Britain has to develop its economy in new ways to suit itself. That was, after all, the whole point - the only valid point - of Brexit in the first place. The idea is that, like any other trading nation, British governments can reduce regulation, increase marketisation, introduce incentives, support training schemes, direct public infrastructure investment and sponsor science and research in the most effective manner (under democratic control).  

The British, it is true, have not always been very successful at harnessing the white heat of global technological revolutions, but there we are. We have to give it a go - artificial intelligence, autonomous vehicles, fintech, space, logistics (especially), pharmaceutical research, our universities, green technologies, creative industries and all the other as yet undiscovered possible future industrial sectors.  

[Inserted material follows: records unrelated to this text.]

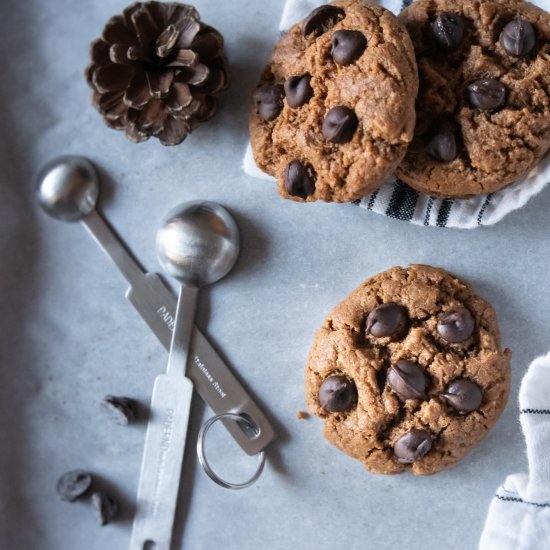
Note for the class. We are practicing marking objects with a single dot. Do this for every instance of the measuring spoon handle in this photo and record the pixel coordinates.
(108, 240)
(162, 463)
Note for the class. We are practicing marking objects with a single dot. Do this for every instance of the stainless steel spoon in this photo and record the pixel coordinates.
(67, 189)
(198, 244)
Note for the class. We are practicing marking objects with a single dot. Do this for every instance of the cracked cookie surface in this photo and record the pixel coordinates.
(395, 388)
(493, 143)
(333, 112)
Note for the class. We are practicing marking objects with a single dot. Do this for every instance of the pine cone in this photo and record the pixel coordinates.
(157, 71)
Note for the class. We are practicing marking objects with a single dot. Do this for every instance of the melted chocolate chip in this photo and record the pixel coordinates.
(298, 90)
(448, 30)
(518, 38)
(73, 485)
(122, 410)
(442, 144)
(269, 101)
(105, 507)
(299, 180)
(456, 326)
(386, 320)
(320, 20)
(412, 446)
(337, 394)
(347, 46)
(463, 395)
(487, 94)
(340, 125)
(407, 380)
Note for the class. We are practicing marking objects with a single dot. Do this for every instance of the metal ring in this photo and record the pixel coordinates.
(204, 462)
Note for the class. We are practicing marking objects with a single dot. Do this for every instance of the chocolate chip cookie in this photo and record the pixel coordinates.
(407, 372)
(483, 110)
(333, 112)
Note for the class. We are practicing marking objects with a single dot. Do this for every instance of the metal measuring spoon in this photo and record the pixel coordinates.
(67, 189)
(198, 244)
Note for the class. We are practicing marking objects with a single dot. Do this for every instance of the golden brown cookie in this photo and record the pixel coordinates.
(483, 111)
(407, 371)
(333, 112)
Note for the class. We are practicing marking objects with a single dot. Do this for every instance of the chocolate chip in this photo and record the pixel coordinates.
(122, 410)
(337, 394)
(322, 19)
(518, 38)
(412, 446)
(73, 485)
(269, 101)
(105, 507)
(448, 30)
(463, 395)
(456, 326)
(347, 46)
(298, 90)
(442, 143)
(299, 180)
(386, 320)
(340, 125)
(487, 94)
(407, 380)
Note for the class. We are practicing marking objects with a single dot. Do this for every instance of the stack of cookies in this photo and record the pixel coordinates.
(453, 96)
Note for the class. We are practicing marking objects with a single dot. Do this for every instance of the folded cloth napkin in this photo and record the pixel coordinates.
(396, 199)
(519, 514)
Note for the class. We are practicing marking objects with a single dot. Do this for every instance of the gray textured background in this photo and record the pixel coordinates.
(68, 337)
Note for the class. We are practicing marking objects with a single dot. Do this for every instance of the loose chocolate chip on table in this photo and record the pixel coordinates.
(386, 320)
(448, 30)
(518, 38)
(412, 446)
(298, 90)
(269, 101)
(337, 393)
(105, 507)
(322, 19)
(339, 125)
(347, 46)
(487, 94)
(456, 326)
(407, 380)
(122, 410)
(73, 485)
(442, 143)
(463, 395)
(299, 180)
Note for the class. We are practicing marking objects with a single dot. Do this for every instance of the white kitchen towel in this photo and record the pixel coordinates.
(396, 199)
(519, 514)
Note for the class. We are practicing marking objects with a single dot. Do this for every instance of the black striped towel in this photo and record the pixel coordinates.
(397, 200)
(519, 514)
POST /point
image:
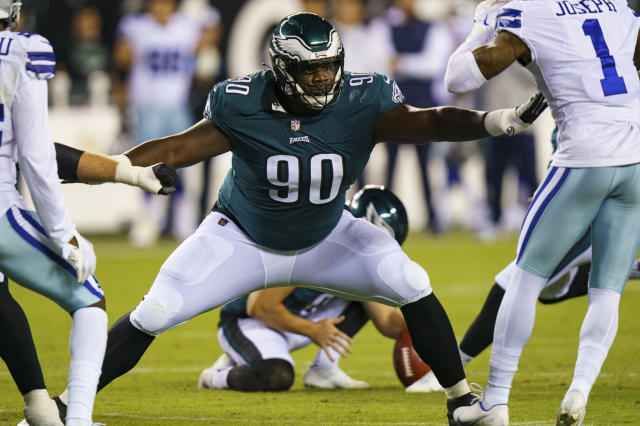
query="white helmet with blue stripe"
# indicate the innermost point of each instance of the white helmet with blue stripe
(10, 12)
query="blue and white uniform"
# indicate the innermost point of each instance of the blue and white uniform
(162, 70)
(30, 242)
(594, 179)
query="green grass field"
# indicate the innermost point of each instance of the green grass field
(162, 390)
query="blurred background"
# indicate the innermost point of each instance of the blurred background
(131, 70)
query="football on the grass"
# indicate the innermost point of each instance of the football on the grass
(409, 366)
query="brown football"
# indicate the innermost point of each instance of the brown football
(408, 364)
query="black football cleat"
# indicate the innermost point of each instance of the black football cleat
(461, 401)
(62, 408)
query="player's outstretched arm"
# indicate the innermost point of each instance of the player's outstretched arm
(267, 306)
(406, 124)
(387, 319)
(201, 141)
(75, 165)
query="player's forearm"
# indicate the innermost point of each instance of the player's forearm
(280, 318)
(75, 165)
(195, 144)
(388, 320)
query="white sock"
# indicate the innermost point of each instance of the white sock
(219, 378)
(322, 360)
(35, 395)
(87, 345)
(64, 396)
(513, 328)
(596, 337)
(459, 389)
(464, 357)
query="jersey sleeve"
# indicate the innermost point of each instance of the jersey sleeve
(37, 159)
(213, 110)
(390, 94)
(510, 18)
(40, 61)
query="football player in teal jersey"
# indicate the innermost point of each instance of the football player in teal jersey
(300, 134)
(257, 332)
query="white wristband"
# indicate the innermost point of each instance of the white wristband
(503, 121)
(125, 172)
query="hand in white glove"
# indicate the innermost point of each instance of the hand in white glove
(79, 252)
(156, 179)
(511, 121)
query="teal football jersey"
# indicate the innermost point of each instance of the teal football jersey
(302, 302)
(289, 174)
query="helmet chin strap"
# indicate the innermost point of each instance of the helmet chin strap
(318, 102)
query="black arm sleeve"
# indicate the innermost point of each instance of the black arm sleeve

If that all sounds like one of Boris Johnson’s silly speeches, I’m sorry, but it happens to be brutally true because much of our present economy will indeed be decimated by Brexit (something you won’t honestly hear from the prime minister or his colleagues, who prefer self-conscious euphemisms such as “bumps in the road” for inflicting no poverty on, say, Welsh farmers). Indeed, I would go further and argue that if it becomes apparent that Britain also needs to create employment in low skilled work via less generous minimum wage rates or looser environmental rules, then that is something that is up to the British people and parliament to decide on. The same principle goes for nationalising companies or distorting markets in ways the EU would find intolerable. Again, that is probably all inferior to the old UK deal of full EU membership with bespoke opt-outs, but that’s all gone now.  

It might well be that we could do much of what is needed within the EU, and have a ready market for the results of such investment in new technologies too - but that, we have to recognise, is no longer an option. What is probably unworkable is agreeing to an EU-based “level playing field” rule book governing our economy with no say in how it is to be framed or governed (like we used to have as full members of course).  

George Eustice refuses to guarantee Brexit promises to fishermen and farmers

In other words Britain, and specifically its prime minister, is having to come to terms with the fact that it cannot have its cake and eat it. There is full membership of the EU; and there is a life outside it, so called hard Brexit. But what is being negotiated now is a form of soft Brexit which represents not sensible compromise, but the worst of both worlds: a bad deal, in other words.  

Going back to the unholy trio again, fishing rights should be traded for tariff and quota free access to the single market - an obviously sensible approach given that there is far more fish than the British can possibly eat.  

But the “level playing field” (and deal “governance”) is more of a trap. The freedom - in all honesty - for Britain to try to unlevel the playing field via changes to laws, rules, licensing, taxes, subsidies, incentives, minimum wages, the social security system, university research, and all the rest, is too precious to trade away. Without that freedom, and outside the European Union with no voice, the British will be permanently poorer - but also unable to try to do much about it. What was it that we used to say about a “bad deal”?